Data scientists perform services ranging from data infrastructure design and management, to data analysis of various kinds. In my consulting I focus on the data analysis side, and in particular on so-called machine learning tasks, which is what I will discuss here.

Generally, machine learning refers to the software implementation of mathematical models that extract from historical data the information needed to respond, usually automatically, to new data instances in some way.

For example, spam filters predict whether to designate a new email as “junk”, based on how a user previously designated a large number of previous messages. A property valuation site suggests the sale price for a new home, given its location and other attributes, based on a database of previous sales.

Machine learning models are usually adaptive in the sense that new data is being continually assimilated to improve its performance over time.

Typical machine learning tasks

Here is a non-exhaustive list of tasks a data scientist can help you carry out:

  • Sales forecasting for inventory management

  • Recommender systems, e.g., for movies

  • Credit scoring and next-best offers

  • Pricing of goods and services, e.g., property and insurance policies

  • Sales forecasting for inventory management

  • Real-time selection of web-page advertising

  • Text-based sentiment analysis

  • Content relevance tasks, such as web search results

  • Fraud detection

  • Risk assessment

  • Prediction of equipment failures

  • Network intrusion detection

  • Automated message filtering/prioritisation

  • Market segmentation

The data scientist’s edge

It is difficult to implement machine learning tasks without a detailed knowledge of learning algorithms (and their limitations!) guided by a proper theoretical grounding in statistical theory.
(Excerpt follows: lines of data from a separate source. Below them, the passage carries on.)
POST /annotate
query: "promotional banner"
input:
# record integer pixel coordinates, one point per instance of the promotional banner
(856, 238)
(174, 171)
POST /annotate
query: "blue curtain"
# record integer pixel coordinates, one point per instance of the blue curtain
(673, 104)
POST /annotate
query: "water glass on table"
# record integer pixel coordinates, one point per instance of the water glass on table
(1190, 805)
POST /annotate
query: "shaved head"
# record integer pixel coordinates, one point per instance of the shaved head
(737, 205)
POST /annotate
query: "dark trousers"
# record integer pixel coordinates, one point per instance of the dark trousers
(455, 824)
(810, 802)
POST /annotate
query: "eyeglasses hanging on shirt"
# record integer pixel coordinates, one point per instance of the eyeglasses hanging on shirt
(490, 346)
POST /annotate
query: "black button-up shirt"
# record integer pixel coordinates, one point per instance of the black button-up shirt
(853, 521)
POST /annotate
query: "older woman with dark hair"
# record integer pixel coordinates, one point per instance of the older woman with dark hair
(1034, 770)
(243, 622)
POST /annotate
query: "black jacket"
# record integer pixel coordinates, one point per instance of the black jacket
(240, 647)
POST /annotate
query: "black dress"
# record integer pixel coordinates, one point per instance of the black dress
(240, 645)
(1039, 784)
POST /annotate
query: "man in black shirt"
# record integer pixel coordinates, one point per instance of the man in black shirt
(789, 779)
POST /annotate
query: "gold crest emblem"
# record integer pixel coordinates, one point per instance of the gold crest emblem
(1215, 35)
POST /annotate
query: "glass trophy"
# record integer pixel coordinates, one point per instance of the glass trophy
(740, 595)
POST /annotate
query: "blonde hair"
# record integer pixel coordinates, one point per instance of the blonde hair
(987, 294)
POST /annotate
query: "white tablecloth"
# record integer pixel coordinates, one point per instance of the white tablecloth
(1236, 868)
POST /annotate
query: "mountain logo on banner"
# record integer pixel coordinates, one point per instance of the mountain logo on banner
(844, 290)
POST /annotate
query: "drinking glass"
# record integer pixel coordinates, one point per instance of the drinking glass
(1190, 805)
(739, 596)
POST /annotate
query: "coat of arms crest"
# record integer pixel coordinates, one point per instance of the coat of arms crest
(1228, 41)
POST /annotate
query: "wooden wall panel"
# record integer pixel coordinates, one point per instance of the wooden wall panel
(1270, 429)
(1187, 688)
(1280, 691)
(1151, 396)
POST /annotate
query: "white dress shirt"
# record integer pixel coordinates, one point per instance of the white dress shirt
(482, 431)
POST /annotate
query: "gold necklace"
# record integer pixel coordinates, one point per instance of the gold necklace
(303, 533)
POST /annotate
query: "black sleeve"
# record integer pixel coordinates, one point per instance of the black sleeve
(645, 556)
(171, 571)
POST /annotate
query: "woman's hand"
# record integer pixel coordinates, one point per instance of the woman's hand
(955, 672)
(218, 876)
Any experienced data scientist will tell you that no one model or algorithm is the best for all tasks. While an out-of-the-box solution may sometimes be appropriate, most models benefit significantly from careful tuning and a data scientist may try several models before settling on particular one. In an advanced technique known as stacking a data scientist may even combine several models together to gain that extra edge.

A crucial role played by the data scientist is in the interpretation of a model’s output. For a start, a poor choice of improperly trained model can easily generate garbage responses, and troubleshooting is difficult without an understanding of the model’s inner workings. For a subtler example, consider the problem of selecting a home-valuation model for a bank. One might be tempted to choose the model with the lowest error, as estimated on some test data. However, from a risk-management perspective, the bank may actually prefer a model with a larger average error, if one can associate greater certainty with the error estimate. Addressing issues such as these requires some mathematical and statistical sophistication.

To get an idea of the complexity of model-selection, check out this (somewhat outdated) cheat-sheet from ScikitLearn (a suite of Python machine learning algorithms) originally created by Andreas Mueller:

cheat-sheet

Why the hype now?

Data science is a relatively new field because:

  • The collection of the the large amounts data needed to effectively train models has been previously limited to a small number of large enterprises. Nowadays, any operation with a web site is already routinely collecting data.

  • The computational resources needed to train (or even develop) many models was not historically available. This meant that data analysis tasks (such as credit scoring or insurance pricing, for example) relied heavily on specialised domain knowledge, ad hoc approaches, and simple (less accurate) models that were computationally inexpensive.